Parallelisation modelling breaks up the model into a number of pieces (equal to the number of cores the model is split across). Each piece of the model is run on a different processor with information across each piece of the model shared between processors at each timestep. Consider the image below, where each quadrant of cells is a piece of the model being run on a different processor. Information in the cells along the boundaries of these quadrants (adjacent to the red lines) need to share information with each other at each timestep to be able to solve the shallow water equation. This is achievable because TUFLOW HPC is an explicit finite volume solution which differs to TUFLOW Classic which is an implicit finite difference equation.

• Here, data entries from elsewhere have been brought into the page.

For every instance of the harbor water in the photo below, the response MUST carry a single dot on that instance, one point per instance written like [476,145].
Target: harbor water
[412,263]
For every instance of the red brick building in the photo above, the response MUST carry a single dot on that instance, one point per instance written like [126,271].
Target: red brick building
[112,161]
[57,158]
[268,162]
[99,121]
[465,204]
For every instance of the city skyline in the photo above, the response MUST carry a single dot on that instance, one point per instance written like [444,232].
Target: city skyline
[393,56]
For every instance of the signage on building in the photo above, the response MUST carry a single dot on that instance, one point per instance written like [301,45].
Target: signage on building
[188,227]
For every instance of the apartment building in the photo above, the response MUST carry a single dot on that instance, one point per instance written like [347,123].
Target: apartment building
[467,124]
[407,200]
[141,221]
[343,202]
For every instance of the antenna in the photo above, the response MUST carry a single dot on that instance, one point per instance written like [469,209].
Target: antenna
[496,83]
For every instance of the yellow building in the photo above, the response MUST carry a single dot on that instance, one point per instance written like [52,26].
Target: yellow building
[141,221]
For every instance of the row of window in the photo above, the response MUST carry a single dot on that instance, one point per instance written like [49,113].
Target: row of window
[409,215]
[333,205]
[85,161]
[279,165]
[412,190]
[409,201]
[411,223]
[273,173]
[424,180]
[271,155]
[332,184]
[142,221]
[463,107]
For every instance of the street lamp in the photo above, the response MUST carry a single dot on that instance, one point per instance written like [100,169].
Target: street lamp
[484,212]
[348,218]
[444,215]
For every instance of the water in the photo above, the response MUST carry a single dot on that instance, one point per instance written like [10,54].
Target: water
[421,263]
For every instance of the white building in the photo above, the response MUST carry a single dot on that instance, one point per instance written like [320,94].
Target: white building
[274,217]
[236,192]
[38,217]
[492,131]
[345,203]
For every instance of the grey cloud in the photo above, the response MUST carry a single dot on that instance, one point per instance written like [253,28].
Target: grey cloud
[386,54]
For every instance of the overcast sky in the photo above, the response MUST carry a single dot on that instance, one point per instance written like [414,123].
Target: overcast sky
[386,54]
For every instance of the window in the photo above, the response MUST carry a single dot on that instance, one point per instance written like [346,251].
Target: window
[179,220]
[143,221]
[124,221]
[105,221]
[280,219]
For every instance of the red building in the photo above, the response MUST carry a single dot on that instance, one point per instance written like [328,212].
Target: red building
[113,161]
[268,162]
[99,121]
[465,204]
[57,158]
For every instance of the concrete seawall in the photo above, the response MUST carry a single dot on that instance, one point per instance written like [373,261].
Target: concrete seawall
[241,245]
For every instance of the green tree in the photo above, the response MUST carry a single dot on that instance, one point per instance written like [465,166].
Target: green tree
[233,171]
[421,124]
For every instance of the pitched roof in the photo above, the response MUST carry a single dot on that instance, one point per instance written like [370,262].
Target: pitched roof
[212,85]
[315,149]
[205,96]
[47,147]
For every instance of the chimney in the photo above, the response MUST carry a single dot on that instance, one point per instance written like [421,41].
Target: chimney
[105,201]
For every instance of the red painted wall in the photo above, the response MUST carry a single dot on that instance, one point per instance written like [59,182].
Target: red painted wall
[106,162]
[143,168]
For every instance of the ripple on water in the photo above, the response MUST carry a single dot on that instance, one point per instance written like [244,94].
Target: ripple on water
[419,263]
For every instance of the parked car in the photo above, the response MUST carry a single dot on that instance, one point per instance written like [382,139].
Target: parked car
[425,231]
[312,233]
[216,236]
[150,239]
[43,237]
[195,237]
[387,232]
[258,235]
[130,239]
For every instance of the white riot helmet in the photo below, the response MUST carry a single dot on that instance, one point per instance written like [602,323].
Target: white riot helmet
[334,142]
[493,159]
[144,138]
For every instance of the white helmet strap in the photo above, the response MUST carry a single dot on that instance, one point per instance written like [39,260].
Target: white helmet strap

The explicit finite volume solution scheme utilised in HPC is mass conserving and requires numerical convergence to a high precision. This differs to TUFLOW Classic, which can continue to simulate a model with high volume error due to it being an implicit finite difference scheme. For HPC to achieve numerical convergence and mass conservation it is not possible to run with a fixed timestep as TUFLOW Classic is able to. HPC must change and adapt the timestep to the conditions within a given cell at a given point in time. This is typically controlled by the water velocity, depth and/or turbulence. The need for adaptive timestepping in HPC and the equations that control the necessary timestep for numerical convergence are described further on our HPC Adaptive Timestep Wiki page.
HPC cell discretisation is the same as TUFLOW Classic This has removed the “checkerboarding effect” observed at times in TUFLOW GPU result outputs. This means that the water levels (i.e. cell mass) is calculated at the cell centre, while velocity (i.e. momentum) is calculated at the cell mid-sides as shown in the figures below.
In general most of the functionality and features of TUFLOW Classic are available in HPC, with more of these features becoming available to HPC in due time.
So what does this mean for modellers? By providing the ability to run models on Graphics Cards or across multiple CPU cores, we can achieve significantly greater model run times, increasing our modelling capabilities to be able to run continuous hydraulic models, with increased cell resolution, across larger extents and more scenarios (Monte Carlo, rainfall ensembles). If you would like to learn more about HPC’s run speeds and modelling benefits then please refer to our Hardware Benchmarking wiki page.
∗ Cuda Cores are cores written to a specific language (CUDA) which is patented to Nvidia graphics cards. This means that TUFLOW is limited to running on CUDA enabled graphics cards only.